Plus loin se trouve une série de scènes nocturnes réalisée par Sudek durant la Seconde Guerre mondiale, quand Prague était soumise à des black-out imposés. Incapable de se déplacer dans la rue avec son immense appareil-photo grand format sans risquer sa vie, Sudek photographie le jardin faiblement éclairé à côté de son atelier et les appartements voisins, où une ou deux lumières brillent à la fenêtre, comme des symboles de résistance.


Josef Sudek, Ouvriers dans la cathédrale Saint-Guy, Prague. Des rais de lumière illuminent l’espace, 1928, épreuve à la gélatine argentique. Musée des beaux-arts du Canada, Ottawa. Don anonyme, 2010. Succession de Josef Sudek, tous droits réservés. Photo : MBAC

Dans une autre partie, des photographies de la cathédrale Saint-Guy montrent des rais de lumière traversant les arcs gothiques et qui illuminent les échafaudages, les ouvriers et leurs outils épars, créant une atmosphère de spiritualité sublime.

Vladimír Birgus explique de manière fort convaincante dans le catalogue d’exposition l’importance de la lumière dans l’œuvre de Sudek : « Triomphant sur les ténèbres, émanant des rayons du soleil ou des lueurs des lampadaires, filtrée par des fenêtres, reflétée dans des objets en verre, elle inonde les paysages, les arbres et sa Prague bien-aimée. Elle est le symbole de la spiritualité et de la transcendance. Elle est la certitude et l’espoir. » 

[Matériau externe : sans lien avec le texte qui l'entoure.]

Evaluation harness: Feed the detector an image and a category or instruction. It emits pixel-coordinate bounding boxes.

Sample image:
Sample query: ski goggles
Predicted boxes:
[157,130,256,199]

Pour Ann Thomas, le pendant de la lumière n’a pas nécessairement une connotation négative dans la démarche de Sudek. « L’obscurité, c’est l’élégie, dit-elle. Mais il l’aime tout autant. Elle doit, pour lui, avoir exprimé quelque chose à propos de la vie. C’est une sorte d’hommage à l’espace clos. Et ce qui me fascine dans ces photographies, c’est qu’il trouve, dans l’absence de lumière, une palette complète de pénombres. Un peu à la manière de Rembrandt, célèbre aussi pour ses nuances de noir. »

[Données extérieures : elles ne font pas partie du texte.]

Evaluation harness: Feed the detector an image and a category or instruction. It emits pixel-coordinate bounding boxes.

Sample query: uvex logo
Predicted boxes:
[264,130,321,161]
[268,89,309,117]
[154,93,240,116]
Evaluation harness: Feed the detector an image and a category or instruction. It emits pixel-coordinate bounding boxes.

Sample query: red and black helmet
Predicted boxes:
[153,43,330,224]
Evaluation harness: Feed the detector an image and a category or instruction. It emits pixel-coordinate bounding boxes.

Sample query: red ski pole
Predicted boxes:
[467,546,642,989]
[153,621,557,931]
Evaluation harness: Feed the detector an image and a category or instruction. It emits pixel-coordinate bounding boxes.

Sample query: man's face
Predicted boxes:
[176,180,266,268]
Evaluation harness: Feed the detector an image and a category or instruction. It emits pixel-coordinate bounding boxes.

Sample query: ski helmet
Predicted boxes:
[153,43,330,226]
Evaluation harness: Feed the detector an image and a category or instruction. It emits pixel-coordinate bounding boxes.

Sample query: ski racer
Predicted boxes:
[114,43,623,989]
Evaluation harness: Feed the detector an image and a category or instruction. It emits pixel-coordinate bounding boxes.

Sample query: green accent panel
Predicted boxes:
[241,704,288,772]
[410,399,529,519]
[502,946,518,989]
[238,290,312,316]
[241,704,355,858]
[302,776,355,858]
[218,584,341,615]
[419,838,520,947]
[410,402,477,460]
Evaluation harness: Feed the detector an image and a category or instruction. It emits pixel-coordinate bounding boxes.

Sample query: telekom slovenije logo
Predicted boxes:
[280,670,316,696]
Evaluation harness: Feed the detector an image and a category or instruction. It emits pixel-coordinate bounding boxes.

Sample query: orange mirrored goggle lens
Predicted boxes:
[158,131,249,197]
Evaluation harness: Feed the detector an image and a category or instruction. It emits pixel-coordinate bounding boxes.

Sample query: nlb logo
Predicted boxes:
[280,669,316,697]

Josef Sudek, Portrait de mon ami Funke, 1924, épreuve à la gélatine argentique, 28,5 x 22,6 cm. Musée des beaux-arts du Canada, Ottawa. Acheté en 1985. Succession de Josef Sudek, tous droits réservés. Photo : MBAC

Josef Sudek. Le monde à ma fenêtre s’ouvre et se ferme, d’une certaine façon, avec le cercle des amis de l’artiste. Des portraits d’une grande intensité des peintres Emil Filla et František Tichý sont accrochés dans la première salle aux côtés du saisissant Portrait de mon ami Funke (1924), dont le sujet est Jaromír Funke, un des grands photographes tchèques des années 1920 et 1930. La dernière salle présente une sélection d’œuvres d’amis photographes et de disciples de Sudek, dont Funke, Adolf Schneeberger, Petr Helbich et Jan Svoboda.

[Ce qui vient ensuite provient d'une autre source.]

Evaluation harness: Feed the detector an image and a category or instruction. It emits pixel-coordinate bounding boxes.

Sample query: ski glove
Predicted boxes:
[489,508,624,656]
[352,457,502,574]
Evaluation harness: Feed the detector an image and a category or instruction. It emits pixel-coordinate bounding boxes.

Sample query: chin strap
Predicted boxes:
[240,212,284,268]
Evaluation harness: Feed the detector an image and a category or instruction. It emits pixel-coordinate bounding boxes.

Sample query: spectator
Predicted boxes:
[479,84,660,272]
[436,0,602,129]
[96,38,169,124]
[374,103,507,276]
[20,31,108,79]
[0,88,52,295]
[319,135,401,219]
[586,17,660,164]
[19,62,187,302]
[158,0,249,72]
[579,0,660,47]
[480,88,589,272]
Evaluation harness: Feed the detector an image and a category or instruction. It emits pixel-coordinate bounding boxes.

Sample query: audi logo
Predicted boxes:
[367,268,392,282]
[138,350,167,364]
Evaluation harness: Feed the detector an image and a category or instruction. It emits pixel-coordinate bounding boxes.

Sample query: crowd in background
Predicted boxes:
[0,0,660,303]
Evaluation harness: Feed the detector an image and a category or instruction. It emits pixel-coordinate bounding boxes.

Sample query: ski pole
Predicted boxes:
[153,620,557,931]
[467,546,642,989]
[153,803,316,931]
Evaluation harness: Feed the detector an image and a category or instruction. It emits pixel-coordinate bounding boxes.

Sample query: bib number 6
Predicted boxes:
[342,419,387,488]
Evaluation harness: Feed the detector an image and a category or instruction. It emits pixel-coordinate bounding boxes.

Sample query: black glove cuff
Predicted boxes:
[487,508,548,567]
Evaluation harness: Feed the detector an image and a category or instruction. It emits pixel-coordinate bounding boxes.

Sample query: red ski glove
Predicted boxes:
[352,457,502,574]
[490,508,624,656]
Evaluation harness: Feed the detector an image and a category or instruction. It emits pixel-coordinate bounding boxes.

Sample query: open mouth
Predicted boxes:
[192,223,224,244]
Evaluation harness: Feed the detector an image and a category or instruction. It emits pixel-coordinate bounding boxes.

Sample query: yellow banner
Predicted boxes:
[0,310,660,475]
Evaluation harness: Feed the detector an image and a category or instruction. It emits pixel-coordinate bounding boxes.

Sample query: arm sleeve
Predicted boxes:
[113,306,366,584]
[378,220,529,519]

La compagnie de ces intimes est précieuse pour Sudek, même si on le connaît généralement comme un solitaire qui vivra seul dans un petit trois-pièces pendant l’essentiel de sa vie. Il les invite régulièrement le mardi soir autour de son gramophone, les photographie, ainsi que leurs œuvres, et s’imprègne de leur savoir. « Les gens que fréquentait Sudek étaient d’une importance culturelle capitale, résume Ian Jeffrey, et il était vis-à-vis d’eux comme un étudiant avide de connaissances. »

Josef Sudek a vécu certains des événements historiques et sociaux les plus dramatiques du XXe siècle, et pourtant les scènes qui peuplent cette exposition semblent singulièrement protégées de cette tourmente. C’est un regard sur le monde depuis sa fenêtre, un univers riche et poétique.

Josef Sudek. Le monde à ma fenêtre est à l’affiche jusqu’au 26 février 2017 dans les salles de l’Institut canadien de la photographie du Musée des beaux-arts du Canada. Sont également présentées dans les salles de l’ICP les expositions Légende. Les archives photographiques du Globe and Mail, jusqu’au 12 février 2017, et PhotoLab 1, durant l’hiver 2017.